This Week in Elasticsearch and Apache Lucene - 2019-12-06

Elasticsearch Highlights

Rally

This week we merged elastic/rally#830, which adds a completely new approach to how Elasticsearch clusters are managed in Rally. Up to this point, Rally was only able to spin up uniform clusters, i.e. each cluster node is configured identically but this hinders automating more complex benchmark setups. This PR is a complete game changer and allows users to spin up arbitrarily complex cluster architectures (hot-warm, hot-warm-cold, with or without dedicated master nodes, etc.) for any Elasticsearch version between 2.0 and today’s latest commit on master. This new functionality is also achieved without relying on Rally’s internal actor system that will eventually be replaced to reduce complexity and improve stability. It is already available on the development version of Rally and will be the highlight of the upcoming 1.4.0 release. More examples are available in the documentation.

Snapshots

We merged a significant change to how we handle repository metadata. It uses the cluster state for keeping track of the blob in which the latest valid repository metadata can be found, allowing us to work around S3's eventually consistent nature. With this change, the eventual consistency will no longer make us accidentally overwrite, and thus corrupt in some cases, the repository metadata.

There is one follow-up change left in this effort that will make use of the new information in the cluster state to make a number of repository operations more efficient. The efficiency gains come from not having to list out the repository contents to find the latest version of its metadata and being able to remove a number of fallbacks that we used to work around issues that were resolved automatically by keeping a pointer to the latest metadata in the cluster state.

Analytics

A new histogram field type was merged on master and 7.x at the end of last week!
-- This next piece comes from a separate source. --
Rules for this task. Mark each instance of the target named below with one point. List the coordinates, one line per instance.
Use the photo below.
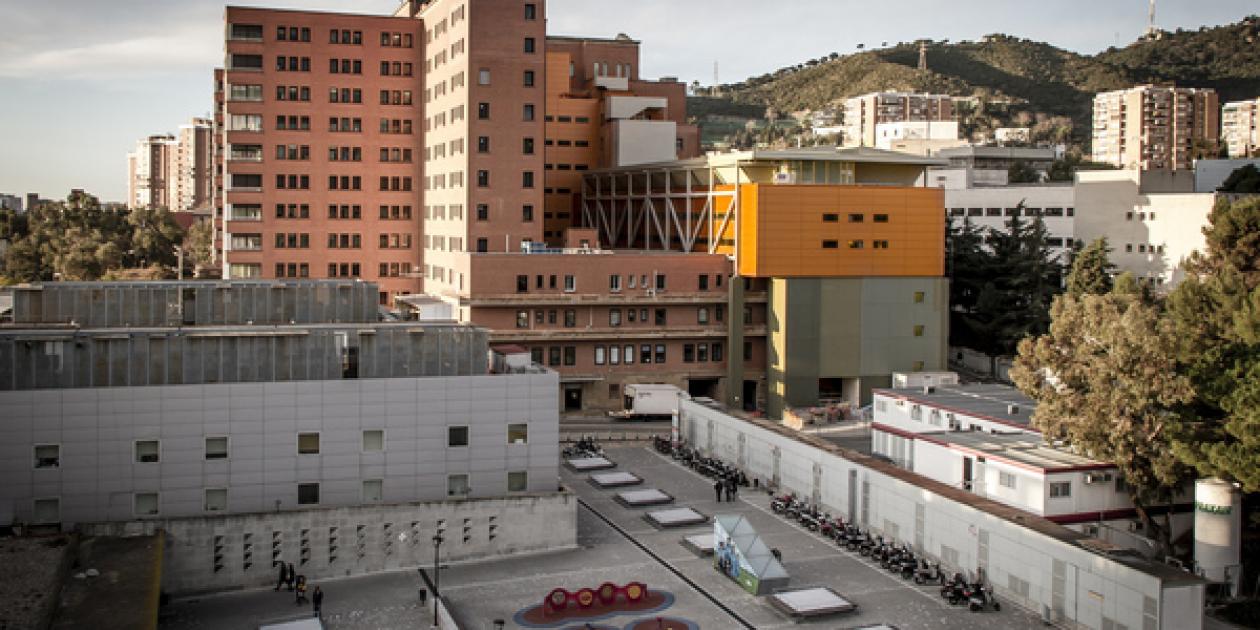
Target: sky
(82, 80)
This field type will allow us to do things like store Promethus histograms.

Geo

After a couple of weeks of getting the EdgeTree into a state that we can properly evaluate the differences in performance of TriangleTree and EdgeTree, it seems most benchmarks suggest it would benefit our aggregations to be backed by the TriangleTree instead of the GeometryTree. This goes against our consensus hypothesis when first starting deciding which tree to implement. Thanks to our determinism to demonstrate that it is likely our consensus is misguided, we had the luxury of actually testing both strategies against one another.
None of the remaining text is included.